This didn’t work. The folks who owned the existing dataset were rightly distrustful of sharing their meticulously constructed environment with our team. And for good reason: adding our application to their environment would dramatically change their audit requirements, potentially open up their app to traffic from our callers, and result in members of our team needing to do a bunch of annoying training and background checks that didn’t contribute to getting our jobs done. By the time the dust had settled, everyone was very convinced that glomming the two applications together into a “high security” tier would be a bad idea.
Another time at JOB_2, we had just acquired ACQUISITION and we wanted to start taking advantage of some wonderful and lucrative synergy between their services and our services. The only problem was that everyone agreed that ACQUISITION’s security was bonkers-awful. We didn’t feel comfortable opening up JOB_2’s network to allow them to call our services, which was a requisite if we wanted to get anything done. There was a lot of hemming and hawing within the Security team, and ultimately it was decided to invest a bunch of engineering effort into poking holes in our network perimeter to allow traffic to flow between them and us.
In both of these cases the problem was that—simply by being deployed in the same computing environment—the different services had the ability to harm each other. It was implicit in everyone’s mind that “same computing environment” meant that they shared resources and capabilities. We were operating in a model of security tiers. In both cases, there was an existing “High Security” tier, and a new entrant (my team in the case of JOB_1, and the acquisition in the case of JOB_2) arrived with a proposal to unleash horrors against the soft underbelly of our network.
The solution is: don’t have a soft underbelly. Define boundaries around individual services, rather than groups of services. I have heard proposals to define boundaries at larger scales, like around organizational subunits. This is dangerous: your carefully constructed org-chart-shaped infrastructure will look pear-shaped after the next reorg, and simply unrecognizable after three reorgs. (This is because it is significantly easier for managers and executives to drag boxes around an org chart than it is for infrastructure engineers to move cloud resources around without breaking everything).
Ultimately, you should do what any public cloud provider does: assume that your environment hosts wolves, goats, and cabbages, and that it is your job to host each of them while endangering none of them. I have heard security engineers use terms like “zero trust” and “assume breach” to describe these concepts, and those terms are great. I somewhat prefer terms like “cells” or “compartments” or “sandboxes” or “partitions”, but ultimately it’s best to use whatever gets the message across.
Beyond terminology, my preferred approach is to ask questions and see how much they make your colleagues squirm:
- If you acquire a new company, would you feel uncomfortable setting their engineers loose in your cloud on Day 1? What about bridging their network with your network?

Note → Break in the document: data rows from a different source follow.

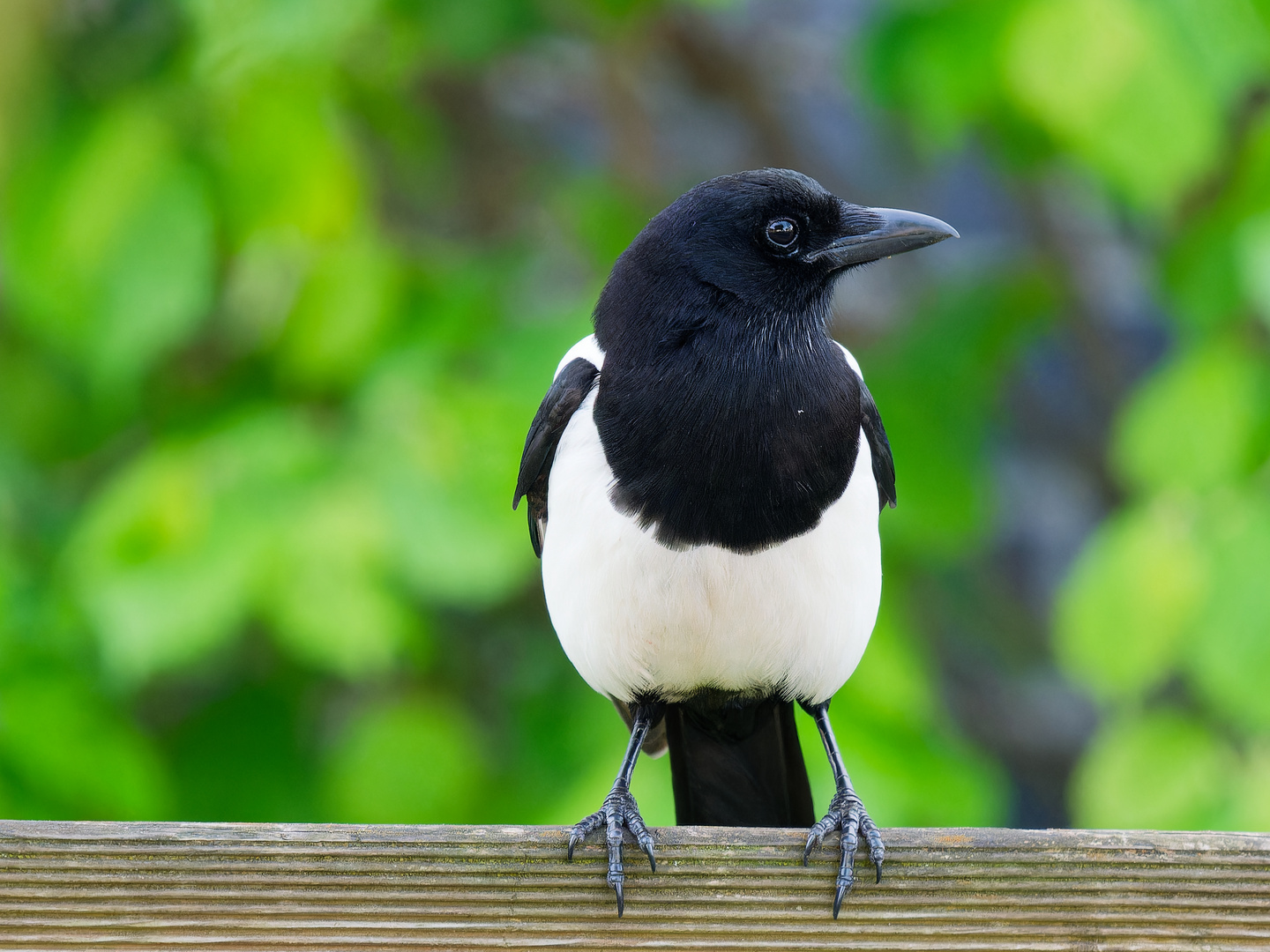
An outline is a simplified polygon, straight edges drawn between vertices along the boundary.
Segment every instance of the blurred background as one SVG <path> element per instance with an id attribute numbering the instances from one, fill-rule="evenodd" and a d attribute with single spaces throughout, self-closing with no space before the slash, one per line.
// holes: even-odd
<path id="1" fill-rule="evenodd" d="M 525 432 L 762 165 L 963 235 L 836 307 L 899 473 L 872 815 L 1270 829 L 1266 0 L 5 0 L 0 815 L 593 810 Z"/>

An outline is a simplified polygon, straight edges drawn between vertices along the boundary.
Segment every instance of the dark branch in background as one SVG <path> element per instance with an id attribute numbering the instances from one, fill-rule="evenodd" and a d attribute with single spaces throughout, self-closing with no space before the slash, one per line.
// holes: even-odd
<path id="1" fill-rule="evenodd" d="M 1270 107 L 1270 80 L 1248 88 L 1231 114 L 1226 149 L 1217 169 L 1180 203 L 1177 221 L 1186 222 L 1213 204 L 1229 187 L 1240 168 L 1248 137 L 1261 114 Z"/>

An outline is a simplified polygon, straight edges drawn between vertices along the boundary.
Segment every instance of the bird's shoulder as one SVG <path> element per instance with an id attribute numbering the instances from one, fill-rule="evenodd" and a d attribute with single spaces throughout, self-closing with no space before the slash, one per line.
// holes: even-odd
<path id="1" fill-rule="evenodd" d="M 841 341 L 834 341 L 842 348 L 847 366 L 856 372 L 860 382 L 860 428 L 869 440 L 870 454 L 872 456 L 874 482 L 878 484 L 878 508 L 885 509 L 888 505 L 895 508 L 895 459 L 890 452 L 890 440 L 886 439 L 886 428 L 881 423 L 881 413 L 874 402 L 872 393 L 865 385 L 865 372 L 860 369 L 860 362 Z"/>
<path id="2" fill-rule="evenodd" d="M 569 348 L 556 367 L 551 386 L 525 437 L 512 509 L 516 509 L 522 496 L 528 500 L 530 542 L 540 557 L 542 533 L 547 524 L 547 485 L 555 451 L 569 420 L 596 386 L 603 363 L 605 352 L 594 335 L 588 335 Z"/>

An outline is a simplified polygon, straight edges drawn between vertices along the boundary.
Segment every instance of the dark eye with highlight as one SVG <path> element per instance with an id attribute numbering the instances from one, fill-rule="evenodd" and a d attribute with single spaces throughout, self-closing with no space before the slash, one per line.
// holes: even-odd
<path id="1" fill-rule="evenodd" d="M 798 241 L 798 225 L 792 218 L 772 218 L 767 222 L 767 240 L 787 251 Z"/>

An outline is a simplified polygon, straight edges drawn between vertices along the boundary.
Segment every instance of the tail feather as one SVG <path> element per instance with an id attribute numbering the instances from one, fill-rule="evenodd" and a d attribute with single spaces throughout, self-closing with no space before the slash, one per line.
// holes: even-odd
<path id="1" fill-rule="evenodd" d="M 791 701 L 767 697 L 669 704 L 665 736 L 674 816 L 681 826 L 815 823 Z"/>

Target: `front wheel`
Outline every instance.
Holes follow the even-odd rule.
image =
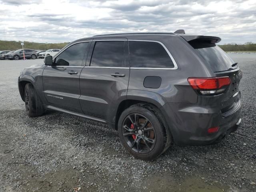
[[[31,58],[32,58],[32,59],[36,59],[36,57],[35,55],[32,55],[31,56]]]
[[[166,131],[159,114],[149,106],[136,104],[126,109],[118,124],[124,146],[136,158],[151,160],[165,150]]]
[[[44,106],[32,84],[26,84],[24,92],[25,106],[28,116],[34,117],[43,114]]]

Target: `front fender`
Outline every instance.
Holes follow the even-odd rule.
[[[41,100],[42,100],[42,94],[40,94],[41,92],[41,89],[38,86],[36,81],[34,78],[30,76],[27,75],[21,75],[20,76],[18,79],[18,87],[19,88],[19,92],[20,94],[21,97],[21,98],[23,101],[25,101],[24,98],[24,88],[26,83],[29,82],[31,83],[36,90],[36,92],[38,95],[39,96]]]

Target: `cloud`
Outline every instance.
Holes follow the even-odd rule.
[[[255,42],[256,36],[254,0],[0,0],[0,25],[10,40],[70,42],[99,34],[181,29],[220,36],[221,44]],[[0,39],[4,39],[1,30]]]

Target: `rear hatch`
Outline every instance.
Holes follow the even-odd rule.
[[[222,96],[218,97],[221,100],[217,102],[220,104],[224,117],[234,113],[241,106],[238,87],[242,72],[237,65],[234,64],[235,62],[215,44],[220,41],[220,38],[209,36],[181,36],[196,50],[216,77],[229,77],[230,84],[222,93]]]

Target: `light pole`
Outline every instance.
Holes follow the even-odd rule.
[[[24,50],[23,49],[23,45],[24,45],[24,43],[23,42],[21,42],[21,45],[22,46],[22,51],[23,52],[23,60],[25,60],[25,54],[24,53]]]

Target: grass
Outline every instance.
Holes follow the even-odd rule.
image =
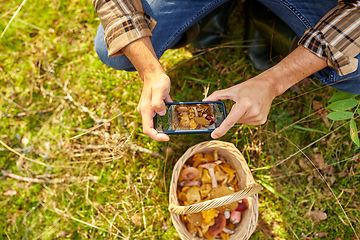
[[[159,143],[142,133],[141,79],[97,58],[99,19],[89,1],[25,2],[9,24],[22,2],[0,4],[1,32],[8,26],[0,39],[0,169],[22,177],[0,177],[0,238],[179,239],[167,210],[172,166],[210,137]],[[259,73],[243,51],[241,9],[231,21],[217,48],[164,54],[175,101],[200,101]],[[313,109],[336,90],[314,79],[299,89],[274,100],[266,124],[236,125],[221,138],[264,186],[251,239],[355,239],[359,150],[348,122],[326,122]],[[314,220],[315,210],[326,220]]]

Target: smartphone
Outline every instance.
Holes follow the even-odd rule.
[[[166,114],[154,117],[154,128],[166,134],[211,133],[226,118],[225,105],[213,102],[166,103]]]

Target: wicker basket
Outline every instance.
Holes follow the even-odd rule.
[[[190,206],[180,206],[176,190],[182,166],[195,153],[212,153],[214,150],[217,150],[218,154],[220,156],[223,156],[233,169],[237,170],[236,176],[238,178],[239,189],[242,190],[221,198],[196,203]],[[241,222],[235,228],[235,233],[230,235],[230,240],[249,239],[252,233],[255,231],[257,224],[258,192],[260,192],[260,190],[261,185],[257,184],[254,181],[254,178],[244,157],[233,144],[216,140],[199,143],[189,148],[175,164],[170,183],[169,196],[169,211],[171,213],[172,222],[176,230],[178,231],[181,239],[202,240],[205,238],[193,236],[187,230],[186,225],[181,221],[180,215],[201,212],[204,210],[224,206],[229,203],[239,201],[240,199],[248,198],[249,209],[242,213]]]

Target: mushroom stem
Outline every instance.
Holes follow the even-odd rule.
[[[217,188],[217,180],[216,180],[216,177],[215,177],[214,168],[209,168],[208,170],[209,170],[209,174],[210,174],[210,177],[211,177],[212,187]]]
[[[228,234],[234,234],[234,233],[235,233],[234,230],[227,229],[227,228],[223,228],[223,232],[224,232],[224,233],[228,233]]]
[[[209,174],[210,174],[210,177],[211,177],[211,183],[212,183],[213,188],[217,188],[217,186],[218,186],[216,176],[215,176],[214,167],[216,167],[219,163],[221,163],[221,162],[220,161],[215,161],[215,162],[208,162],[208,163],[203,163],[203,164],[199,165],[199,167],[206,168],[209,171]]]
[[[180,185],[180,187],[192,187],[192,186],[201,187],[202,181],[201,181],[201,178],[199,178],[199,179],[196,180],[196,181],[187,181],[187,180],[184,180],[184,181],[180,181],[180,182],[179,182],[179,185]]]

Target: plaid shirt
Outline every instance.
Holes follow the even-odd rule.
[[[299,44],[326,60],[340,76],[358,68],[360,53],[360,2],[339,5],[314,27],[305,31]]]
[[[156,21],[144,12],[140,0],[92,0],[105,31],[109,57],[121,55],[129,43],[151,37]]]
[[[156,21],[144,12],[141,0],[92,0],[105,30],[109,57],[121,55],[129,43],[149,36]],[[354,2],[354,3],[345,3]],[[339,5],[314,27],[299,44],[326,60],[343,76],[357,70],[360,53],[360,2],[339,0]]]

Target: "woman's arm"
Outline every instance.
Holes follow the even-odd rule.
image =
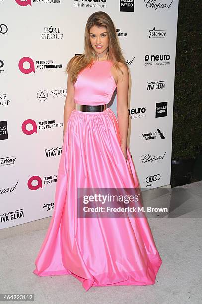
[[[128,68],[123,64],[120,64],[120,67],[124,73],[117,71],[118,81],[117,85],[117,111],[119,123],[121,147],[123,152],[127,160],[126,148],[129,127],[129,113],[128,110],[128,98],[129,84],[129,76]],[[123,78],[123,79],[122,79]]]
[[[63,115],[63,137],[65,135],[68,120],[74,109],[75,109],[76,104],[74,102],[74,86],[70,81],[70,75],[68,74],[67,88],[66,98],[65,102]]]

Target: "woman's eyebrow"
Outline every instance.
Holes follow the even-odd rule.
[[[107,32],[104,32],[103,33],[101,33],[100,34],[100,35],[102,35],[102,34],[105,34],[105,33],[107,33]],[[93,33],[90,33],[90,34],[92,34],[93,35],[95,35],[95,34],[93,34]]]

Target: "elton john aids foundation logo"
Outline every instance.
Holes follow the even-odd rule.
[[[28,62],[29,64],[29,68],[26,69],[23,67],[23,64],[25,62]],[[32,72],[34,73],[35,72],[34,69],[34,63],[30,57],[23,57],[21,58],[18,63],[18,67],[20,71],[25,74],[29,74]]]
[[[20,6],[32,6],[32,0],[15,0],[15,2]]]
[[[27,126],[29,124],[31,124],[32,126],[32,128],[29,130],[27,129]],[[25,134],[27,135],[31,135],[33,133],[37,133],[37,126],[36,122],[33,119],[25,120],[22,124],[22,131]]]
[[[37,184],[35,186],[33,186],[32,182],[34,180],[37,181]],[[29,178],[27,182],[27,186],[30,190],[38,190],[39,188],[42,188],[42,181],[41,180],[41,177],[37,176],[37,175],[34,175]]]

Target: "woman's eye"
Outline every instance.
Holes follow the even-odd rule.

- Do you need to do a security audit of third party code before deploying it on your infrastructure? If so, why? What might happen, and why can’t the infrastructure defend itself?
- If I wanted to deploy a new “high security” service today, how much more work would it be than deploying a “regular” service? If you were the lead engineer on a high security service, would you have the impulse to go build isolation from scratch rather than trusting what exists already?
- Would you be afraid to provision a brand-new service on your PaaS and hand the deploy keys over to an attacker? (Let’s assume that we don’t care about denial-of-wallet attacks: the attacker pays for whatever resources they provision themselves)
All four of these are basically different phrasings of the same question, but I think they’re still useful to list separately because they trigger different brainwaves, at least for me.
(Note: JOB_1 and JOB_2 may or may not be the same company)